Best Practice Guideline (No. 19, p. 49)
Special populations need improved access to treatment through some combination of: greater awareness of and access to informal help such as self-help/mutual aid groups and self-instructional material; greater involvement of general community services in identifying and supporting clients with substance abuse problems; and provision of specialized services through outreach efforts. Effective case management is particularly important to meet the unique and often multiple needs of these clients.
Best Practice Guideline (No. 20, p. 58 )
The majority of those who have problems with alcohol or other drugs do not seek help, and especially not from specialized addiction services. More efforts may therefore be required to increase awareness of specialized services among the general population and among social and health service providers.
Best Practice Guideline (No. 21, p. 60)
Research on effective configurations for service systems is quite limited. However, there is consensus in the literature that clients are better served when they can access a range of flexible and individualized services spanning the specialized and non-specialized sectors, linked through some form of coordination and case management, and accounting for the needs of special populations.

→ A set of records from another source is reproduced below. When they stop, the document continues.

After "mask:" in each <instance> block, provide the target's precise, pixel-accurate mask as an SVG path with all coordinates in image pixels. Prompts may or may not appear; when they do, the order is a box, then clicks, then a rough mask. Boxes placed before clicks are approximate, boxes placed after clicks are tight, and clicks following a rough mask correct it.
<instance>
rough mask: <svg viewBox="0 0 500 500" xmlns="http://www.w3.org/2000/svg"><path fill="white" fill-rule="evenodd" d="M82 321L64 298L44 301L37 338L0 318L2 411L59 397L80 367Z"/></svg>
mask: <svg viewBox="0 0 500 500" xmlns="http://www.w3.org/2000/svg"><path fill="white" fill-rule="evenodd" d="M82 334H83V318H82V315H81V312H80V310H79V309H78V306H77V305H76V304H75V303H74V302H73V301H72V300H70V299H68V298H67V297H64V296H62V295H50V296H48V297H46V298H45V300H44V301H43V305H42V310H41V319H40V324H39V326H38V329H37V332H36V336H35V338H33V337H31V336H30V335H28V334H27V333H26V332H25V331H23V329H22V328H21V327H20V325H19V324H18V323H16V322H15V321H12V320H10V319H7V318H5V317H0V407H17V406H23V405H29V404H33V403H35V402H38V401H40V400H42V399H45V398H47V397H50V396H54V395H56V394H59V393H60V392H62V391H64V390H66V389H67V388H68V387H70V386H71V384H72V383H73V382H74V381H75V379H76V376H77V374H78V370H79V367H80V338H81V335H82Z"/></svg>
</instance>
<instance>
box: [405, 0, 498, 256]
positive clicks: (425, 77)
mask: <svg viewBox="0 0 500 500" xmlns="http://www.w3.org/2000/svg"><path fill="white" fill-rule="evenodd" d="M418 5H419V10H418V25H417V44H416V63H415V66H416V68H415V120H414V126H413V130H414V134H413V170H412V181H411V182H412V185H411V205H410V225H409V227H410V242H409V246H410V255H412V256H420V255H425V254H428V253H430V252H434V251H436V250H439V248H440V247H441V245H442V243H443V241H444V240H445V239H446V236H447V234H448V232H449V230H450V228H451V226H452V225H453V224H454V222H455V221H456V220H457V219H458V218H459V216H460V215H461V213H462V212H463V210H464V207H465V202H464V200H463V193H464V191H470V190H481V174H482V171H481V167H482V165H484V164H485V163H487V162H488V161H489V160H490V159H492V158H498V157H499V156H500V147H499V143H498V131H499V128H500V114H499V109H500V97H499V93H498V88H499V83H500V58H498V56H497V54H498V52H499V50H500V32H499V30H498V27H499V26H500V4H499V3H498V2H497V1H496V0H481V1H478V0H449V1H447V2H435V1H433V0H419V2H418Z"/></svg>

Best Practice Guideline (No. 22, p. 61)
Though by its nature it is difficult to evaluate the efficacy of attendance at AA or other mutual aid groups, many people find such groups of benefit, and clinicians should make themselves familiar with AA and other mutual aid groups and provide information and support to their clients in the use of these resources.
Best Practice Guideline (No. 23, p. 63)
There is good evidence that substance abuse treatment results in economic benefits for society as a whole, or at least for some sectors. Several studies indicate that the economic benefits resulting from some types of treatment exceed treatment costs.